Lynne Kiesling
At the new Austrian Economists blog, Pete Boettke has a very nice post on autonomy and how freedom and responsibility affect economic models. His discussion gives some insights into the ideas underpinning James Buchanan’s work, as Pete learned it and teaches it in his courses. He reminds us of the extent to which liberty and responsibility are inextricably intertwined:
But this image of man as active chooser also requires that individuals willingly embrace the challenge of constructing their life and accept the responsibility for the consequences of their decisions. Liberty and responsibility are concepts at the core of Buchanan’s reflections on the human predictament and thus in the proper domain of economic and political analysis. The political economist inspired by Buchanan’s argument would whole heartedly [sic] agree because they find it unobjectionable that individuals want to be free to make their own choices. Autonomy is valued and cherished by individuals across the political spectrum even if they don’t recognize the full impact of the concept in their political and economic philosophy.
But Buchanan has more recently argued that we may be losing this sense of ourselves in the modern age. Autonomy is losing its appeal. The learned helplessness we have acquired by living in a political culture of preferential treatment and protection from ourselves may have left the modern mind incable of accepting the responsibilities of freedom. We are instead afraid to be free. This shift in our human imagination is perhaps the most dangerous threat to economic and political freedom we have faced yet.
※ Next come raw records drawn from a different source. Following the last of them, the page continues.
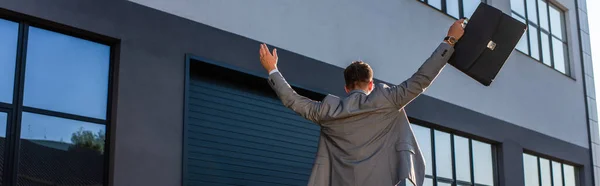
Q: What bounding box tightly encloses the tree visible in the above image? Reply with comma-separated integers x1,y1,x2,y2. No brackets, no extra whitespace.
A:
71,127,106,153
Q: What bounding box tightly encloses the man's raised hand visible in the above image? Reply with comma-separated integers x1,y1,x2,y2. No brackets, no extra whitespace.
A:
259,43,279,73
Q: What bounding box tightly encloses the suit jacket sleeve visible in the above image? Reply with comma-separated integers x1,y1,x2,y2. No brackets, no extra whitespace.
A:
269,72,328,123
383,43,454,108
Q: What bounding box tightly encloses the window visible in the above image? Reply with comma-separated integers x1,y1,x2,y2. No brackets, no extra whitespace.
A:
408,124,495,186
420,0,484,19
0,16,111,185
510,0,569,75
0,19,19,103
523,154,577,186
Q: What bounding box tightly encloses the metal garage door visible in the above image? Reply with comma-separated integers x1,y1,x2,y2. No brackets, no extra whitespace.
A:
184,61,319,186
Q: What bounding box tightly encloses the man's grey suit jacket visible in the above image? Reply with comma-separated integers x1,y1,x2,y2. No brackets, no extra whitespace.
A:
269,43,454,186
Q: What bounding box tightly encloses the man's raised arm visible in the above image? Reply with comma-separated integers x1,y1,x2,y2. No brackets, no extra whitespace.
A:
260,44,327,123
384,19,464,108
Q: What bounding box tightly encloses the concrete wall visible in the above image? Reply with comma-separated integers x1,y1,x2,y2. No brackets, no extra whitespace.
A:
131,0,589,148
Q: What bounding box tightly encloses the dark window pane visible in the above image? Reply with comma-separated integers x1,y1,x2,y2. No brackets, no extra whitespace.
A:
463,0,481,18
550,6,563,40
404,179,415,186
538,0,549,31
540,158,552,186
523,154,540,186
427,0,442,10
529,25,540,60
23,27,110,119
434,131,452,179
0,19,19,103
471,140,494,185
552,162,563,186
526,0,537,24
541,32,552,66
454,136,471,182
512,13,529,54
411,124,433,175
0,112,8,137
446,0,460,18
563,164,577,186
552,37,566,73
17,113,105,186
510,0,525,16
This is a disturbing thought, and unfortunately one that seems plausible to me. I see it a lot in electric power policy discussions. We find ourselves at a point where many people argue that affordable electric power service is a right, not a commercial transaction. The unfortunate cultural/mental consequence of that argument is a form of learned helplessness: customers feel no responsibility to engage with active decisiveness in their energy choices. We are told how we will consume power and how much we’ll pay, so we just mentally check out, set the thermostat, leave the computers and lights on when we leave the office.
In electric power we don’t have the freedom to choose, and we have consequently un-learned how to be responsible for our energy choices. Like Pete, and like Professor Buchanan, I worry that this mindset that accepts paternalism will erode freedom, as well as leading us to use more resources than needed to generate power, build transmission lines, and so on.
Market processes are an antidote to this self-destructive slide, because you have the freedom to act coupled with the responsibility to meet your obligations. Pete comments on this too:
We must remember that one of the 18th century arguments that Smith and his contemporaries made about the superiority of commercial society was the character development it engendered by making individuals responsible for their choices and accountable to others through the discipline of repeated dealings on the market.
Steve Horwitz has an interesting post based on Pete’s post, looking at the extent to which parenting has created children who grow up with little experience of taking responsibility or taking risk, and how that contributes to the problem Pete notices.